I was talking to an L friend of mine (completely unrelated field of law) and she suggested that stbx's L may be doing this to sabotage his client. She also suggested the L may be pushing for trial as a way to protect himself from stbx. (either that or make gobs of money off of a man who will pay anything to get back at me). My friend said she's seen this kind of behavior from L's who are going up against a strong plaintiff. idk. I'm just tired of all the games. I've had enough.

opensky - I waited as long as I could to file. I would have waited longer if I wasn't so concerned for DS's mental health. He was the sg at the time and it kept getting worse as he entered his teen years. He was having horrible anxiety and panic attacks.

lifted - I can only assume stbx's L is soaking him for all the $$ he can while he can. It's all just ridiculous and a waste of everyone's time and my (and the kids') peace of mind. I am doing the best I can, but it's exhausting. Not as exhausting as living with stbx...but I feel like I just need a break. It just needs to stop. I know his goal is to wear me down, so I won't stop. Ever. I will fight for what's right for my kids until the end of time if necessary.
Title: Re: I don't even know where to start...deposition looming
Post by: hhaw on March 17, 2019, 09:54:30 PM
You don't have to fight till the end of time, whiteheron.

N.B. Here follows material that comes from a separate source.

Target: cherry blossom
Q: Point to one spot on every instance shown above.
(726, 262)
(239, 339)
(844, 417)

Just till the kids can protect themselves.

I hope that brings some comfort.

Title: Re: I don't even know where to start...deposition looming
Post by: openskyblue on March 18, 2019, 08:25:38 AM
Quote from: Whiteheron on March 17, 2019, 07:16:48 PM
My L does not speculate about things. What she has said, repeatedly, is that she's never seen these kinds of documents come out of his L's office before. Unfounded, speculative, accusatory, with no facts to back them up. I happened to be in her office right after the first affidavit came in. The look on her face said it all. She had no idea why stbx's L had submitted it. 80 pages of unfounded crap followed by pages and pages of personal photographs. She was astounded and confused. stbx's L is supposed to be very good, the document he put his name on was not. She said no lawyer in their right mind would submit that affidavit, and she speculated that stbx might be out of control and this was his L's way of appeasing him.

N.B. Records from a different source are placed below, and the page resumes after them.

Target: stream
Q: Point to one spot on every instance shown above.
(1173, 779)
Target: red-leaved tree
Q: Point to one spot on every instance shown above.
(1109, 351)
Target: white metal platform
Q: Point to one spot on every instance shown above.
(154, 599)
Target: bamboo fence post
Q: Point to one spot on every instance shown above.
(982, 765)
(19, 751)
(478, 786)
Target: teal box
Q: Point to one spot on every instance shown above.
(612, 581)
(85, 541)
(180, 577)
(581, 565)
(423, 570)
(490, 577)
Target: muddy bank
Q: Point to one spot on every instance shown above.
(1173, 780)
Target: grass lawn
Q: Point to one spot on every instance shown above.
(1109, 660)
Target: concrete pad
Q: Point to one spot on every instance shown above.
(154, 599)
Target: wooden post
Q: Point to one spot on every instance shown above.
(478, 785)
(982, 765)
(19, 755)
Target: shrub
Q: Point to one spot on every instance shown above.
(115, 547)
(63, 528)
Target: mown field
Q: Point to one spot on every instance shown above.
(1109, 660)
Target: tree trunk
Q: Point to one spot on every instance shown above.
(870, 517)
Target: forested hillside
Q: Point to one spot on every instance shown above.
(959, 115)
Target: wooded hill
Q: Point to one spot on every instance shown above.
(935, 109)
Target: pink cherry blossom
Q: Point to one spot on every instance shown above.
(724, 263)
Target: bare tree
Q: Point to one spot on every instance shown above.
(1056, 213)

This sounds very similar to what happened with my divorce. My lawyer was regularly aghast by the emails my ex's attorney sent over, all filled with accusations, off topic stuff, threats, etc. My lawyer had been in family law 30 years and said he'd never seen anything quite like it. It became clear that my ex's lawyer, who was a bit aggressive but smart and reasonable, had to to go along with whatever my ex insisted upon, no matter how nutty or counterproductive it was. By the end, my ex's lawyer could not wait to see the back of him.

As much as I knew all that logically, it was still scary sometimes -- and expensive. And we were just trying to sort out the money. If my kids' custody had been on the table, well, I'd have been a wreck.

Sending you strength and good energy, WH. Hang in there! I think you got this!

:bighug:
Title: Re: I don't even know where to start...deposition looming
Post by: Whiteheron on March 20, 2019, 03:57:44 PM
I was able to speak to my L friend (too) briefly this week. I will make more time as the date draws near. In the few minutes I was able to talk to her, she told me a lot of what you all have said in this thread - so I thank you once again! She also told me that a deposition wasn't the time to "tell my story." So give no details, explain nothing, give nothing. Simple straightforward answers to inane questions for their fishing expedition. stbx will be so disappointed.